How to prove that if the one sided limits are equal the general limit is that value?

My teacher proposed this question as a challenge proof to do on our own and I can't seem to get it. Was Wondering if anyone could give me a hint or help me on the process to completing it.

Let $a \in \mathbb{R}$. Let $f$ be a function defined, at least, on an interval centred at $a$, except possibly at $a$. Let $L \in \mathbb{R}$.

If $\lim\limits_{ x→a-} f(x) = \lim\limits_{ x→a+} f(x) = L$ then $\lim\limits_{ x→a} f(x) $ = $L$.

We are supposed to prove this using the "delta-epsilon" proof style.

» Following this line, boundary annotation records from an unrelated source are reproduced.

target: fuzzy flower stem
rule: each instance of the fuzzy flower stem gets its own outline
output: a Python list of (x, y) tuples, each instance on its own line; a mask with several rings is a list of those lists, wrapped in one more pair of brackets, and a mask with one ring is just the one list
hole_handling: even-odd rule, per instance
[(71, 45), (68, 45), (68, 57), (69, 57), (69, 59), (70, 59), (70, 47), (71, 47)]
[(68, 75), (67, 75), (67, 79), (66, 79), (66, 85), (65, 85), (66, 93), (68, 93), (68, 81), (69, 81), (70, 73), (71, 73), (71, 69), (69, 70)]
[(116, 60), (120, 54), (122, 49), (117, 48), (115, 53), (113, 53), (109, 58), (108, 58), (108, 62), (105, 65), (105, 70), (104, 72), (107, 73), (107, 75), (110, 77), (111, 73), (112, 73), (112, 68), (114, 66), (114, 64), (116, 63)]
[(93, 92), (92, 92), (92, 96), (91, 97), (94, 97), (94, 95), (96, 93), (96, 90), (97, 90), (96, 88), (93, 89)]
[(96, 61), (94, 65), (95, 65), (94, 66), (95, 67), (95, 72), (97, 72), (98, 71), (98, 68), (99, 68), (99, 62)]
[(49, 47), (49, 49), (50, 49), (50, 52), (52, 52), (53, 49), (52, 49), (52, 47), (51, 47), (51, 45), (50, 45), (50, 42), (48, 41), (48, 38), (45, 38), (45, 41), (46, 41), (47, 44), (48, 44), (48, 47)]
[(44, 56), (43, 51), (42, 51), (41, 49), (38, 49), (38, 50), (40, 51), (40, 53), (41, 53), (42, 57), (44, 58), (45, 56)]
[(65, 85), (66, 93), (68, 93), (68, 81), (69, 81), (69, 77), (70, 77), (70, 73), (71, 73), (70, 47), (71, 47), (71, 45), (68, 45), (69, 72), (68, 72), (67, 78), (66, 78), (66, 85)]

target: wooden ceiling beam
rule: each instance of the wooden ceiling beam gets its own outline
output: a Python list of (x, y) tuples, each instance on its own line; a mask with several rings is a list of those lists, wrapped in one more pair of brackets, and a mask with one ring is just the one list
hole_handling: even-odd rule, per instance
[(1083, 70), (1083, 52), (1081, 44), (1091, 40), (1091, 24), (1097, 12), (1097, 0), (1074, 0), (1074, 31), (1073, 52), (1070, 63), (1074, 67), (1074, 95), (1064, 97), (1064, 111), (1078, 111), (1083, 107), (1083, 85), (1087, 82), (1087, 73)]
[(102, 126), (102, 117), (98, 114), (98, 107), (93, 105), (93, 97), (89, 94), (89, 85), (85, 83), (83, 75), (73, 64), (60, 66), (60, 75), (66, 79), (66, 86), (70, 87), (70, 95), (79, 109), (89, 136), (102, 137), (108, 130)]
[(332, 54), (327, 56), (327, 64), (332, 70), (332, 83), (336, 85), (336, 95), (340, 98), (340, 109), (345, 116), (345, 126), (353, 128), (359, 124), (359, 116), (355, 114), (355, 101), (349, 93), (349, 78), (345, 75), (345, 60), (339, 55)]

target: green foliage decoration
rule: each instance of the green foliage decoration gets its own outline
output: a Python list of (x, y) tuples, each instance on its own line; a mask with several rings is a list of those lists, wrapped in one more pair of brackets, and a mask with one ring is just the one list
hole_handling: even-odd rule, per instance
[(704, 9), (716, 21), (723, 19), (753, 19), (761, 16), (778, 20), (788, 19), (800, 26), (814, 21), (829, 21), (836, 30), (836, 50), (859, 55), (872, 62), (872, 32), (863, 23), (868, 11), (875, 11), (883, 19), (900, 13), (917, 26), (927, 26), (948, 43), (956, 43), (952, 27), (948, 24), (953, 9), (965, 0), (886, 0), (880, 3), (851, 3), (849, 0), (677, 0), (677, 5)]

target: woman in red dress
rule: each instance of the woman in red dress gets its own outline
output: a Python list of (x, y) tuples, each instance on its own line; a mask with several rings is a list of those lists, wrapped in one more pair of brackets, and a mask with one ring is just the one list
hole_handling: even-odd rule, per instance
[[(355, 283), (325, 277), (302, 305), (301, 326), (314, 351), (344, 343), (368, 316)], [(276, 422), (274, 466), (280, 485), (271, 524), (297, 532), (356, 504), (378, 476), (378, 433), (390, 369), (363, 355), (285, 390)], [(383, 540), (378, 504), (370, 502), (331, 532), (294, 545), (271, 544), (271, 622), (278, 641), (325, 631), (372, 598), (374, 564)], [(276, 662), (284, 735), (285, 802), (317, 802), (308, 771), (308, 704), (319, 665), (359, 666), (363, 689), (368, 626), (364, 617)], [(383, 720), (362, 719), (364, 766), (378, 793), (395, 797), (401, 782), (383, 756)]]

Thanks in advance!!

According to assumptions you have:

$$\eqalign{ & \mathop {\lim }\limits_{x \to {a^ + }} f(x) = L \cr & \exists L:\left( {\forall \varepsilon > 0,\exists {\delta _1} > 0:\left( {\forall x,0 < x - a < {\delta _1} \to \left| {f(x) - L} \right| < \varepsilon } \right)} \right) \cr & \cr & \mathop {\lim }\limits_{x \to {a^ - }} f(x) = L \cr & \exists L:\left( {\forall \varepsilon > 0,\exists {\delta _2} > 0:\left( {\forall x,0 < a - x < {\delta _2} \to \left| {f(x) - L} \right| < \varepsilon } \right)} \right) \cr} $$

Now just combine the two above relations by considering $\delta = \min \left\{ {{\delta _1},{\delta _2}} \right\}$ to get

$$\exists L:\left( {\forall \varepsilon > 0,\exists \delta > 0:\left( {\forall x,0 < \left| {x - a} \right| < \delta \to \left| {f(x) - L} \right| < \varepsilon } \right)} \right)$$

which means

$$\mathop {\lim }\limits_{x \to a} f(x) = L$$

Start by writing your hypothesis in terms of delta-epsilon, and what you want to prove, that is

$$ \lim_{x\to a^{-}}f(x)=\lim_{x\to a^{+}}f(x)=L $$

Implies that given $\epsilon >0$ there exist $\delta_1,\delta_2 >0$ such that if:

$x \in (a-\delta_1,a)$ then $|f(x)-f(a)| < \epsilon$ (which is the formal definition of $\lim_{x\to a^{-}}f(x)=L$)

and if

$x \in (a,a+\delta_2)$ then $|f(x)-f(a)| < \epsilon$ (which is the formal definition of $\lim_{x\to a^{+}}f(x)=L$)

You want to find a $\delta >0$ such that for any $x \in (a-\delta,a+\delta)$ you have that $|f(x)-f(a)|<\epsilon$

What $\delta>0$ are you going to choose to ensure that the last statement is true?